Canadian demographer

Charles Shahar is a Canadian demographer. He is the chief researcher for Federation CJA, a Canadian Jewish organization based in Montreal, Quebec. Shahar has conducted studies on Canadian Jews, as well as the first comprehensive community study of Hasidic Jews in Canada. He has conducted a comprehensive series of analyses of the 2001 Census, and more recently of the 2011 National Household Survey, along various themes.

==Demographic research==
Charles Shahar has conducted a number of studies on the Canadian Jewish Community. The majority were conducted as a secondary analysis of Canadian census data.

===2003 study of Montreal Hasidim===
Shahar conducted the first comprehensive community study of Hasidic Jews in Canada. Shahar's 2003 study was sponsored by the Federation CJA, the Jewish Federation of Greater Montreal. The study is the first to include significant quantitative sample of a Hasidim in North America.

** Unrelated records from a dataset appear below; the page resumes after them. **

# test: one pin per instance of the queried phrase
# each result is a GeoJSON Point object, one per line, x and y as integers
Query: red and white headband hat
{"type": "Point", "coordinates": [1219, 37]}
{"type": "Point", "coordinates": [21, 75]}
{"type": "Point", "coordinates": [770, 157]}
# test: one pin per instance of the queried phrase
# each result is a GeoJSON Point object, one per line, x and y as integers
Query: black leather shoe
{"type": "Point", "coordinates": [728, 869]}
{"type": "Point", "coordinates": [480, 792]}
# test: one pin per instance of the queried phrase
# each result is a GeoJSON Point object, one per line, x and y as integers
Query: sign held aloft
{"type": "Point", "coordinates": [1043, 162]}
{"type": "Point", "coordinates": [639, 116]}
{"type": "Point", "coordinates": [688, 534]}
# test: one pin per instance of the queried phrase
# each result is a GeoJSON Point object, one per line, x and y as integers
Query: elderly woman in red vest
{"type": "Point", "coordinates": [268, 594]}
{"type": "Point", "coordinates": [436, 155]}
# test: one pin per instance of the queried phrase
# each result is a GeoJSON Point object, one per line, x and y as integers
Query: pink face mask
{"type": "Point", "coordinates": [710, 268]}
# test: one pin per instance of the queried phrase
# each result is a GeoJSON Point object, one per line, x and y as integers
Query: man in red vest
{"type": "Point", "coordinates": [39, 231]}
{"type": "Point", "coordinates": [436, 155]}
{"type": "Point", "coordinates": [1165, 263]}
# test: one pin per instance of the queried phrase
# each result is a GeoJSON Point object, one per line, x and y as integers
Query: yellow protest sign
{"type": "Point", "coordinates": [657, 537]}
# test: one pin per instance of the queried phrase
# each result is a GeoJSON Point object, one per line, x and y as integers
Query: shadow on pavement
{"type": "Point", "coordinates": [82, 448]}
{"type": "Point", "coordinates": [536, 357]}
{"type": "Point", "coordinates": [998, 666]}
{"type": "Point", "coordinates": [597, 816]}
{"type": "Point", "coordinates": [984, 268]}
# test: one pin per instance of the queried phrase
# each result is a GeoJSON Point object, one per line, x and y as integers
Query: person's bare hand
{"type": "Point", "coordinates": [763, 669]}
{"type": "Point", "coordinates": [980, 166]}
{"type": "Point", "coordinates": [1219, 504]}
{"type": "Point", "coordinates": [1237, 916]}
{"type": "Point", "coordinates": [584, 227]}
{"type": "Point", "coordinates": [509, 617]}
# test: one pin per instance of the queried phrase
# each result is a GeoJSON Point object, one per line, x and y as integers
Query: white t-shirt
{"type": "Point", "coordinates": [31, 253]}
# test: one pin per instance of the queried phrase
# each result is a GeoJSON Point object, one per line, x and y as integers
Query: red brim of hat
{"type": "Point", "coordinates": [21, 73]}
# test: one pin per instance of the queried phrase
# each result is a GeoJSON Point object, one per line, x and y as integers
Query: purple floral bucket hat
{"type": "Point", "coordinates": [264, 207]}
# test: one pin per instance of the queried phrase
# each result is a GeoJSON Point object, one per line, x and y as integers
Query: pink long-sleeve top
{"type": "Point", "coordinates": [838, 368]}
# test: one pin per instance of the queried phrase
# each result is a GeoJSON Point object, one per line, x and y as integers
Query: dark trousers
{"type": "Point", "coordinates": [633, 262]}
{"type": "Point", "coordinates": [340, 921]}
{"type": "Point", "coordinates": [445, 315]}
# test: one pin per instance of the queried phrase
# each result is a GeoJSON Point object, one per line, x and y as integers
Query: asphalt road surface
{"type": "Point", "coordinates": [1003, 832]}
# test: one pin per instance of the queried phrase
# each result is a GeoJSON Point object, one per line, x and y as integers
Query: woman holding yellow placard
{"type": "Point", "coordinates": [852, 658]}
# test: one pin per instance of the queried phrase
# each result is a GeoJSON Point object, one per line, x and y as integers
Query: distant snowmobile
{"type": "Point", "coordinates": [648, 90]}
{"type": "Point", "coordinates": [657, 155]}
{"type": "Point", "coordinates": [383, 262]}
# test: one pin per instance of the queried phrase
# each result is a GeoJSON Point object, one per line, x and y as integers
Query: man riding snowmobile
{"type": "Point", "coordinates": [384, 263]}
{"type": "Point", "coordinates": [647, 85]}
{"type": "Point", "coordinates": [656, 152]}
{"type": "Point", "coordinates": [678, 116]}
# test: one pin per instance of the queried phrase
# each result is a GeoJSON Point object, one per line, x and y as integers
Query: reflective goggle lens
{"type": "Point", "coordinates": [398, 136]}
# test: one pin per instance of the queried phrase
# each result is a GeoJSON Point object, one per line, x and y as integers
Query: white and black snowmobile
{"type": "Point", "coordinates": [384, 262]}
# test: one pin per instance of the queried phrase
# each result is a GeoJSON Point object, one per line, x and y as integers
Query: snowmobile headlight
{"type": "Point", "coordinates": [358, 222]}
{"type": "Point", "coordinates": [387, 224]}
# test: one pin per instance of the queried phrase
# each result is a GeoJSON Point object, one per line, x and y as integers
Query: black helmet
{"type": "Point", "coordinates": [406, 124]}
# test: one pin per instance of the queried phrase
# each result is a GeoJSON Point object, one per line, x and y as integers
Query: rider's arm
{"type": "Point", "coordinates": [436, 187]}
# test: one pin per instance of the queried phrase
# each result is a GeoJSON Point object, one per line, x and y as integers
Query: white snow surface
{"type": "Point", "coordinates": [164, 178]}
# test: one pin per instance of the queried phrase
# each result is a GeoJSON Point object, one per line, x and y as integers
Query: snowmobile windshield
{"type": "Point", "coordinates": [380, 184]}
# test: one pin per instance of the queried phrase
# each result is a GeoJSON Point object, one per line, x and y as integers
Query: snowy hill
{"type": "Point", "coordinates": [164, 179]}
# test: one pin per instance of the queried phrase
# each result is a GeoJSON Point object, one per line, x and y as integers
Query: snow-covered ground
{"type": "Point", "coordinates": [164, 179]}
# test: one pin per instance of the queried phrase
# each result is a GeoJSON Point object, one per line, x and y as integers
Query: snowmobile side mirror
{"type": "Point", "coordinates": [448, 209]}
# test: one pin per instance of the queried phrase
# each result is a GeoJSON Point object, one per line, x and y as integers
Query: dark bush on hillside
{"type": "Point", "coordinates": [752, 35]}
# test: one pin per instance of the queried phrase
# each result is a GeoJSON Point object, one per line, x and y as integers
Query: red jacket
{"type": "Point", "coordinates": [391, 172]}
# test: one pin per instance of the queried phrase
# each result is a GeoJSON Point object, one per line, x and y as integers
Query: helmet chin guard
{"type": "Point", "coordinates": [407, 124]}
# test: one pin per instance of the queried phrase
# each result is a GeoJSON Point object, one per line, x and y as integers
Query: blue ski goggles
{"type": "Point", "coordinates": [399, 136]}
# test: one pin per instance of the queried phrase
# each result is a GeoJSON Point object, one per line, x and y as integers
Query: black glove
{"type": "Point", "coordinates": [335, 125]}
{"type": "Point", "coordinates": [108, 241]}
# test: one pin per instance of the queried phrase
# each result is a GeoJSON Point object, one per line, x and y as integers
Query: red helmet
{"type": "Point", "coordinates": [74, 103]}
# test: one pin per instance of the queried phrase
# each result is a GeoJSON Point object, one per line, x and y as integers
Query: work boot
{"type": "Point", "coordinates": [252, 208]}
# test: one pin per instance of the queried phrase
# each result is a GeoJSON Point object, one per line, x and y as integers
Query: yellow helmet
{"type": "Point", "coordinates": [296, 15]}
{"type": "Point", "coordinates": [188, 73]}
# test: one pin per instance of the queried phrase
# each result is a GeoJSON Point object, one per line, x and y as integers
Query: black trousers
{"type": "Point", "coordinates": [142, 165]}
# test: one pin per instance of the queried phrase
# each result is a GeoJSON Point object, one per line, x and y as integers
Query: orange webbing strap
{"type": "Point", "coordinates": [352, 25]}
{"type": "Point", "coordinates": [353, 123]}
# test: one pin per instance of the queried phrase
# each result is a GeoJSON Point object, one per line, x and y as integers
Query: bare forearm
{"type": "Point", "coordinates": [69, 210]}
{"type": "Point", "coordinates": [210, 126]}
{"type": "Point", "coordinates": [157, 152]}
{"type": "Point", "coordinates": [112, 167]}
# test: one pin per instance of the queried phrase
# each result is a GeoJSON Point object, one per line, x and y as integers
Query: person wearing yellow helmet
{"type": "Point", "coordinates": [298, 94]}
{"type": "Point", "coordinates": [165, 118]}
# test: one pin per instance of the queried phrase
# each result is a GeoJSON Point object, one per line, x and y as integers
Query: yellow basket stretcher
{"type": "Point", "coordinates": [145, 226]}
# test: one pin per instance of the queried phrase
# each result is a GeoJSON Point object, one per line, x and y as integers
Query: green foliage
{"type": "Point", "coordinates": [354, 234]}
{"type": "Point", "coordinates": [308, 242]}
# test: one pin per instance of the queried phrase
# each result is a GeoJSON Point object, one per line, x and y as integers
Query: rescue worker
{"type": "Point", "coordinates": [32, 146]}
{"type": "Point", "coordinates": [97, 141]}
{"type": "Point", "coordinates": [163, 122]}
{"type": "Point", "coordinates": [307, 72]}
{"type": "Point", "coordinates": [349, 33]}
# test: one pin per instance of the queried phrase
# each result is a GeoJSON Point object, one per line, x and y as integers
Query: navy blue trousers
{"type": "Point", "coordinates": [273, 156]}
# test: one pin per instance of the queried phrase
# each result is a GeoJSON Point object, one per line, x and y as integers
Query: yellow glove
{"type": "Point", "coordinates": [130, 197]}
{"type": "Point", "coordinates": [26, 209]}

The study focused on the Orthodox community in Outremont, Montreal. A large portion of which identify as Hasidim. The study was also the first to include a significant sample of Chabad Hasidim.

To ensure greater response rate, Shahar procured letters from local community rabbis, requesting the community to answer the survey questionnaire. The survey had an 83% response rate, high by methodological standards.

====Findings====
Among Shahar's findings are an estimate for the number of Orthodox in Montreal, the average household size and fertility rates of specific Orthodox and Hasidic groups.